— Ни слова, — прошипел Маледикт, бросаясь к женщине. Он задул фонарь, скользнул под прикрытие широкой простыни, которую она штопала, и прижал кончик меча к ее животу. — Ни слова, — повторил он охрипшим от страха голосом. Будь Маледикт при дворе, он постарался бы скрыть свою слабость. Здесь же его отчаяние лишь способствовало беспрекословному повиновению швеи.
Дверь распахнулась, и в комнату словно свора гончих ввалилась толпа гвардейцев.
— Что вам нужно? — взвизгнула женщина; голос ее сделался еще пронзительнее, когда Маледикт надавил на клинок. По клинку заструился тоненький ручеек — не толще ее льняной нити, но темный, постепенно образовавший каплю на конце. Маледикт смахнул ее пальцем, спохватившись, как бы гвардейцы не расслышали в крике женщины попытку помешать им обыскивать комнату. Стражники рывком распахивали двери в соседние помещения, расшвыривали груды простыней, пока швея не съежилась, согнувшись вдвое. Сквозь тонкое полотно Маледикт видел ее лицо, искаженное гримасой страха.
Наконец гвардейцы ушли, хлопнув дверью, и Маледикт выскочил из-под простыни.
— Пожалуйста, — залепетала она, — пожалуйста.
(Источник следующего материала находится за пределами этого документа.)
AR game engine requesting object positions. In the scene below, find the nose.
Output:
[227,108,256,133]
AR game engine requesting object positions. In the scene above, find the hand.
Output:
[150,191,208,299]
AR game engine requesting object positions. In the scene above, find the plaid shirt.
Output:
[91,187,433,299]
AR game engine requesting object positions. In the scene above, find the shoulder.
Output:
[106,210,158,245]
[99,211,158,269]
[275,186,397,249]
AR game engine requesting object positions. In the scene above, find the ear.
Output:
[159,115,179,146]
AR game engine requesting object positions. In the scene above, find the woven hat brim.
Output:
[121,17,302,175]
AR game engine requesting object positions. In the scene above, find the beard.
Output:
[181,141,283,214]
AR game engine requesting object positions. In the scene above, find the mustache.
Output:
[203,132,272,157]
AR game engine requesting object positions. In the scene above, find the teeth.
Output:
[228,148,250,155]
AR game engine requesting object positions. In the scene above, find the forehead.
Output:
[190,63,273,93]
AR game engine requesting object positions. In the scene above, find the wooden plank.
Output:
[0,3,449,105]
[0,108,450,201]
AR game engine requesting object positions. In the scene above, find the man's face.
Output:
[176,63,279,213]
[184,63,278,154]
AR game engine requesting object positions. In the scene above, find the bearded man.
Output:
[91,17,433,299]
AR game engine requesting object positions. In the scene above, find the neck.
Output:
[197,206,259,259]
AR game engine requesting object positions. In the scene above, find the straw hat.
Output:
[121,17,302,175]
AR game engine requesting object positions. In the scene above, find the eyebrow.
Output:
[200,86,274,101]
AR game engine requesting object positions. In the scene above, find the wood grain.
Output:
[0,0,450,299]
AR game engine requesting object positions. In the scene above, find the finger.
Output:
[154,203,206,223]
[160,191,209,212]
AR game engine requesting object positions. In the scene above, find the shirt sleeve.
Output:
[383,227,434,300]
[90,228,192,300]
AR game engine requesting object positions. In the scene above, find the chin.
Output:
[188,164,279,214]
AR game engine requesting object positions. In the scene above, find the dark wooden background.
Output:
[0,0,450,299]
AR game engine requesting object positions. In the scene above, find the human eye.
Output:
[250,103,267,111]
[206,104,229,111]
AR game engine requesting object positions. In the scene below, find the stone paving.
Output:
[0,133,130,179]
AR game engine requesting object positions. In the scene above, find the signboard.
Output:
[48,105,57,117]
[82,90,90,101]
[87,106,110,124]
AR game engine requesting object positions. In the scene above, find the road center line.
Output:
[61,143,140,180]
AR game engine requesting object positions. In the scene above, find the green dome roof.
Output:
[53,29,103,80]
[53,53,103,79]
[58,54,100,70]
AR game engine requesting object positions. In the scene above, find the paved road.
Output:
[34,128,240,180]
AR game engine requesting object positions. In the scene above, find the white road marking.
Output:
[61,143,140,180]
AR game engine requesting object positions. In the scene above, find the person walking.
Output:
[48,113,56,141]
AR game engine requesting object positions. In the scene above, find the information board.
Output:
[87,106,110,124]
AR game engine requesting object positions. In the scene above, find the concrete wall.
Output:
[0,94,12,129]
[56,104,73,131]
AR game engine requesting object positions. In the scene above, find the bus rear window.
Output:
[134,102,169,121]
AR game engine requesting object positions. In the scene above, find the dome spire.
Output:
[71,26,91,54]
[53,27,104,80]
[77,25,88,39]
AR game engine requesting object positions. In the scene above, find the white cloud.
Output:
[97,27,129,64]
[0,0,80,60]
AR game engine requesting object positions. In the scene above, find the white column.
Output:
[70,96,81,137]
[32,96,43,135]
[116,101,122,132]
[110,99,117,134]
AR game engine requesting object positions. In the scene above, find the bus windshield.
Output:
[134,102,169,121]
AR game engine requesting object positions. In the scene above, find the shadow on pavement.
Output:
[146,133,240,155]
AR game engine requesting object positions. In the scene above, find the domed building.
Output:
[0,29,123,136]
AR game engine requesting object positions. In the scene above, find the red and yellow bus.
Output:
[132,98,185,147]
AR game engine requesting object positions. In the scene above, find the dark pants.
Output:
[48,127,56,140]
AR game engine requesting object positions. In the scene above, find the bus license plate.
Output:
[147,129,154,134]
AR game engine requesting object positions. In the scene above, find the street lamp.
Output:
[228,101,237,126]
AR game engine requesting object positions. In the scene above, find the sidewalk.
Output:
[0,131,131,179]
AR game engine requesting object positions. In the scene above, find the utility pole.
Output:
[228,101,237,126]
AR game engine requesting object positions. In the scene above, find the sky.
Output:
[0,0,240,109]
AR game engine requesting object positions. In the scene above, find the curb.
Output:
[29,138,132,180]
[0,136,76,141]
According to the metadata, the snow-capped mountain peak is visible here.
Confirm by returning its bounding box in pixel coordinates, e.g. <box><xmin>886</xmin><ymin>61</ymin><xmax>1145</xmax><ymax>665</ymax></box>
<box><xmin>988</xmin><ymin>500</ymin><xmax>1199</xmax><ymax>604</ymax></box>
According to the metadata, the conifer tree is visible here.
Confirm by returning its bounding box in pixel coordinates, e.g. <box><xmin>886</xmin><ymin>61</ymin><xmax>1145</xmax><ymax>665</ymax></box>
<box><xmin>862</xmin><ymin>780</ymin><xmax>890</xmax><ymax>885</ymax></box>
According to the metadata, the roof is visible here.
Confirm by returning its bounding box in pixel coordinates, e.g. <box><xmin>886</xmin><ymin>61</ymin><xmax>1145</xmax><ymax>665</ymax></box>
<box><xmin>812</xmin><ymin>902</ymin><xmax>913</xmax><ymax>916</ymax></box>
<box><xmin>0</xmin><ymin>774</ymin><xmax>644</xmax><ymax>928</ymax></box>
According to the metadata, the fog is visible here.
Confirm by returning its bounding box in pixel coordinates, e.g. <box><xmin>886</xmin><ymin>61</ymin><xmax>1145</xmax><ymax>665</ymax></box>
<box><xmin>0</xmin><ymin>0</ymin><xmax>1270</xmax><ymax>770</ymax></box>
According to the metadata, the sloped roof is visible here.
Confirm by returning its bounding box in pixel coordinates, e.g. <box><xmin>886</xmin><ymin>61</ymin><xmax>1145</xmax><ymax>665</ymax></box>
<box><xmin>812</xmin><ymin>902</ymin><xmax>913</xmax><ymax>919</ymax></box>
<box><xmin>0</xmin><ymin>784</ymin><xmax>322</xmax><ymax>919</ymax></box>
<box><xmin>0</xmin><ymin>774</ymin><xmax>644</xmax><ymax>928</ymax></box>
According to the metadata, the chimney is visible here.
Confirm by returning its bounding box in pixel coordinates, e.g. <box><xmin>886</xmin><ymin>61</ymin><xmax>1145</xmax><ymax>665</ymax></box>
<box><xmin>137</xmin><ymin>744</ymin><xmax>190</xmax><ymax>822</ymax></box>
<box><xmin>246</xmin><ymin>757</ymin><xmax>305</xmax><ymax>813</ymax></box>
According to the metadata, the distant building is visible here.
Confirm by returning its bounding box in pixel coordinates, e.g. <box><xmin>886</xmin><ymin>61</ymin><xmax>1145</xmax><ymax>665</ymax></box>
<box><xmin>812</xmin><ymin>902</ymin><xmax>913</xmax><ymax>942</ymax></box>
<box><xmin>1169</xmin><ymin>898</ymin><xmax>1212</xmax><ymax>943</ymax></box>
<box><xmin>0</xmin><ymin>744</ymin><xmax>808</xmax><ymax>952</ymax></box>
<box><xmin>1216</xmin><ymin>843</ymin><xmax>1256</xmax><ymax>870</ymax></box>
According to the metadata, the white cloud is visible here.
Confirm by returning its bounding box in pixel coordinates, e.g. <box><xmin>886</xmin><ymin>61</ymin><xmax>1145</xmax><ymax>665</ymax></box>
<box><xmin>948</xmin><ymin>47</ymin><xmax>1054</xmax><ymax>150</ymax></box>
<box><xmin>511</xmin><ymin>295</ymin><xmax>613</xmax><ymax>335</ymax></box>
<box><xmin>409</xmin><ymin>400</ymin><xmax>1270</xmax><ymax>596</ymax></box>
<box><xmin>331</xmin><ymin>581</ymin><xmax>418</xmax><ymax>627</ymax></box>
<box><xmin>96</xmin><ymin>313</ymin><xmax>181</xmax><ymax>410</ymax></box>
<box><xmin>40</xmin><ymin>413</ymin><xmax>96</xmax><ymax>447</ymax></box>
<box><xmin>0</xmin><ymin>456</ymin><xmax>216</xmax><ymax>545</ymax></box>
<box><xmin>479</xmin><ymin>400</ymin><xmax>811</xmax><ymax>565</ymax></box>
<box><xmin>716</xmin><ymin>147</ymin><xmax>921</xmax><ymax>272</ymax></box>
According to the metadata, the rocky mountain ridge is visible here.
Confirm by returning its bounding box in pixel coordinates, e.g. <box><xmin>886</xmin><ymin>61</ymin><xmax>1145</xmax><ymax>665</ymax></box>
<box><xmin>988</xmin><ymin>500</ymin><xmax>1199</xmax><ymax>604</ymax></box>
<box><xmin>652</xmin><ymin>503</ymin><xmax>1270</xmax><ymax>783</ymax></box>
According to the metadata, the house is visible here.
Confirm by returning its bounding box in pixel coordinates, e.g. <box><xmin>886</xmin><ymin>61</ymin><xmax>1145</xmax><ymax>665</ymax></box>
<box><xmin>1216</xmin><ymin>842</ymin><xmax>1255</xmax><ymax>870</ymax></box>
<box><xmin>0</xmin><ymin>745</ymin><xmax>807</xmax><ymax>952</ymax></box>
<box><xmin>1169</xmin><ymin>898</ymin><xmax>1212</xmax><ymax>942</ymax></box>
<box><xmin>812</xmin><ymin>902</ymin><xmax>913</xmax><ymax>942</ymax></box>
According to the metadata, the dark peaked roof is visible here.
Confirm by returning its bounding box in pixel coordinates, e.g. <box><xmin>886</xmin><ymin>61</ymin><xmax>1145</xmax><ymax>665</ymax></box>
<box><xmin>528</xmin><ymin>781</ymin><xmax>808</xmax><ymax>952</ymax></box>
Маледикт понимал, что смерть швеи даст ему дополнительное время: женщина не сможет выкрикнуть, что он притаился в ее комнате, а потом бросился в обратном направлении. Но кровь швеи уже струилась по лезвию, и при виде нее у Маледикта перевернулся желудок: самое время, чтобы утратить жажду крови, с горечью подумал он. Ани лишь рассмеялась.
Маледикт зажал швее рот и приставил к горлу клинок. Женщина побледнела, облизывая сухие губы.
Маледикт отпрянул, не запятнав меч лишней кровью, и бросился бежать. Уже добравшись до столовой, он услышал ее приглушенные крики.
Маледикт обернулся и бросился назад, вверх по лестнице, но понял, что сверху приближается другой отряд. Помоги мне, — прошептал он.